See and Do: In 2019, the Polish entrepreneur and art collector Grażyna Kulczyk unveiled her non-profit Muzeum Susch on the site of a medieval monastery and brewery in the Engadin valley. It is a space for experimental, site-specific works alongside temporary exhibits from conceptual and female artists. On view through December 5, 2021 is “The Measuring of Time,” a retrospective of the late Italian artist Laura Grisi, reconstructing a range of her immersive environments inspired by natural phenomena (fog, rain, wind).

The Engadin’s Tarasp castle is a home and an exhibition space for Swiss artist Not Vital. (Photo by Albert Ceolan / De Agostini Picture Library via Getty Images)

The Engadin is also where the multidisciplinary artist Not Vital has his foundation, including the 17th-century Planta house in Ardez, with its library of historic Rumantsch writings, as well as a painting studio and sculpture park in the mountain village of Sent, his birthplace. Meanwhile, he calls a ca.-1040 castle in Tarasp home (when he’s not in Beijing or Rio de Janeiro, that is); it also houses and sometimes exhibits his collection of antique, Modern, and contemporary art, along with works from artists near and far. They are all worth visiting (note: you’ll need to book tours of the castle and the Planta house).

There is a thriving gallery scene, too. Joining Vito Schnabel—which is displaying abstract, large-scale paintings on raw jute canvas by the Los Angeles–based artist Spencer Lewis through September 26, 2021—Hauser & Wirth returned to its Swiss roots a few years ago by opening a three-level, Luis Laplace–designed space in the center of St. Moritz. More remote, Galerie Tschudi shows new works of Arte Povera and Minimalist art within a medieval building in the village of Zuoz, while Von Bartha invites artists to take over the barn of a historic patrician house in nearby S-chanf.

A dish at the two Michelin–starred Igniv, inside the
Grand Resort Bad Ragaz. Courtesy of the resort.

Eat and Drink: While the Grand Resort Bad Ragaz is widely known for its health spa, based around the healing waters of the town’s Tamina Gorge, it is also becoming increasingly renowned for its food. Even if you’re not staying at the property, we’d suggest booking a table at one of its Michelin-starred restaurants. Chef Sven Wassmer sources inspiration—and seasonal ingredients—from the Swiss Alps for Memories, while Igniv has menus with up to 30 courses designed to be shared, from Graubünden-born chef Andreas Caminada.

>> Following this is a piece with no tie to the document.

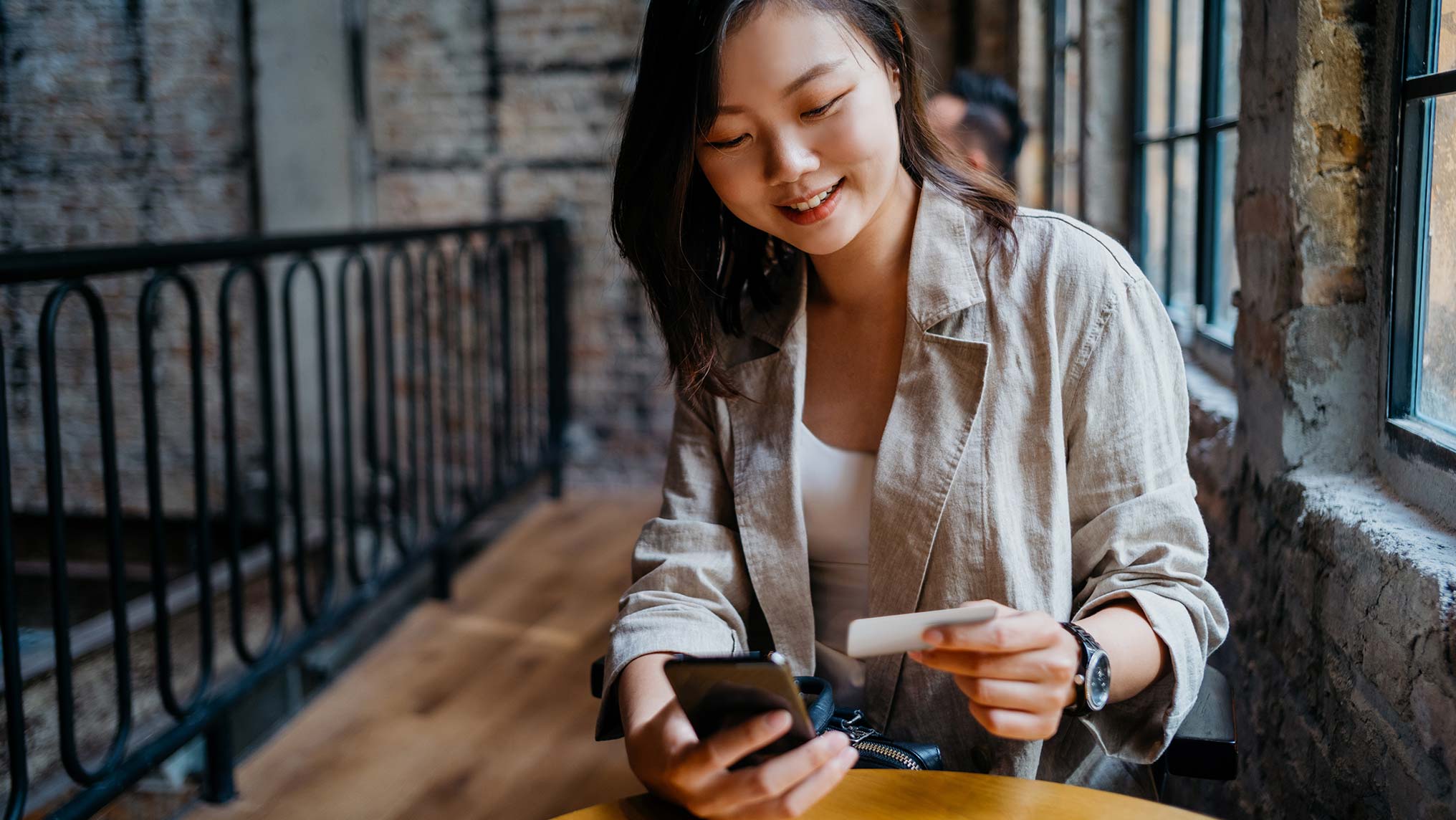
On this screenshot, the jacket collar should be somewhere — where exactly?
[728,183,987,725]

Sky-gazers inside James Turrell’s Skyspace Piz Utèr,
at Hotel Castell. Courtesy of the hotel.

Stay: Originally built ca. 1913 as an alpine sanatorium in Zuoz, the 68-room Hotel Castell offers a full-on immersion in art. Its owner—the Swiss artist and collector Ruedi Bechtler—has invited a number of big-name artists to develop projects on site, from Pipilotti Rist (who designed the Red Bar with Zurich architect Gabrielle Hächlero) to Tadashi Kawamata (see sun terrace and pool) to James Turrell (you’ll want to spend some time sky-gazing in his open-air installation, Skyspace Piz Utèr).

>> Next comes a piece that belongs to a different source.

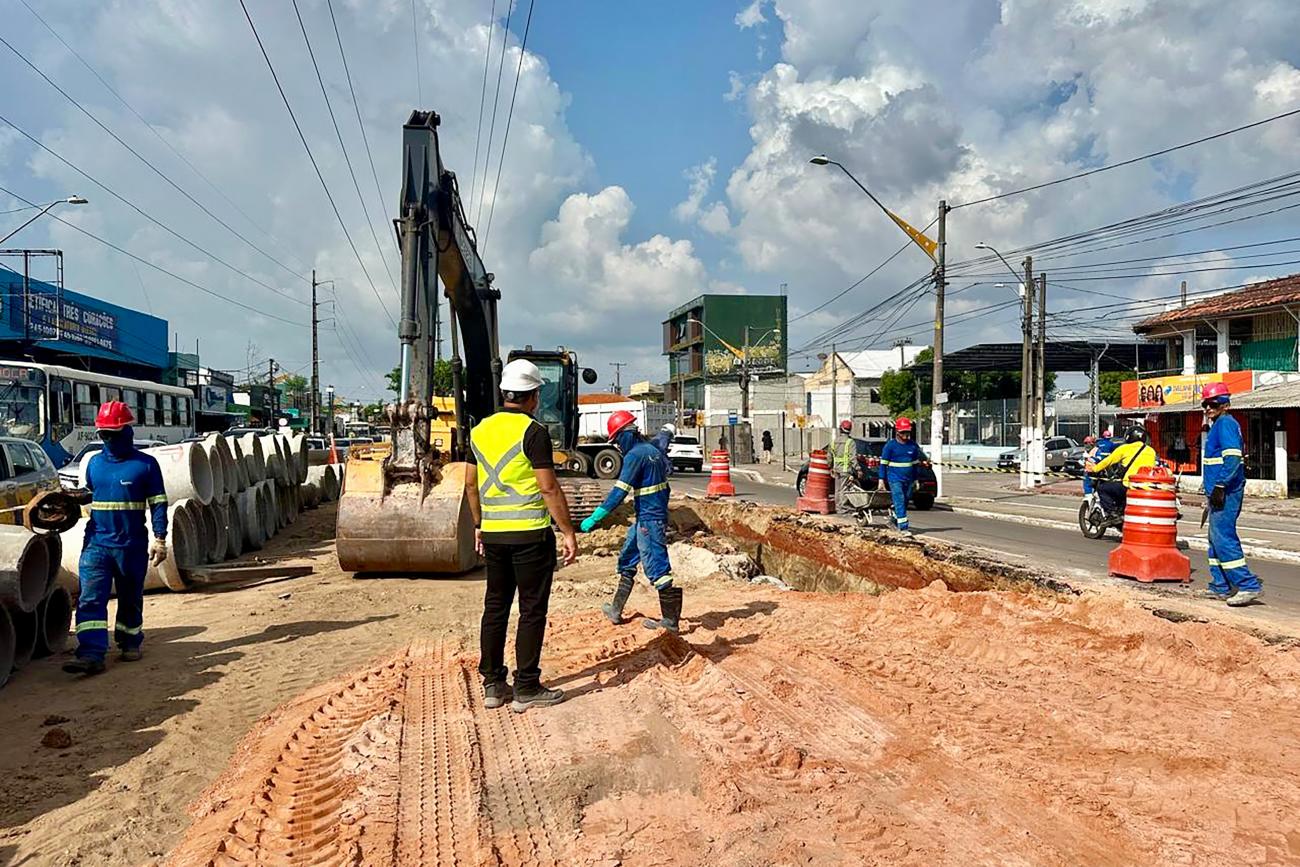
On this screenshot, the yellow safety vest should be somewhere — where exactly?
[469,412,551,533]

With its thermal baths crafted from 60,000 slabs of local quartzite by none other than Peter Zumthor, 7132 Hotel Vals—named after the area’s postcode—is a destination for both wellness and design. For its House of Architects sister hotel, 7132 tapped Tadao Ando, Kengo Kuma, Thom Mayne, and Zumthor to create a series of Zen-like suites overlooking the Grison mountains.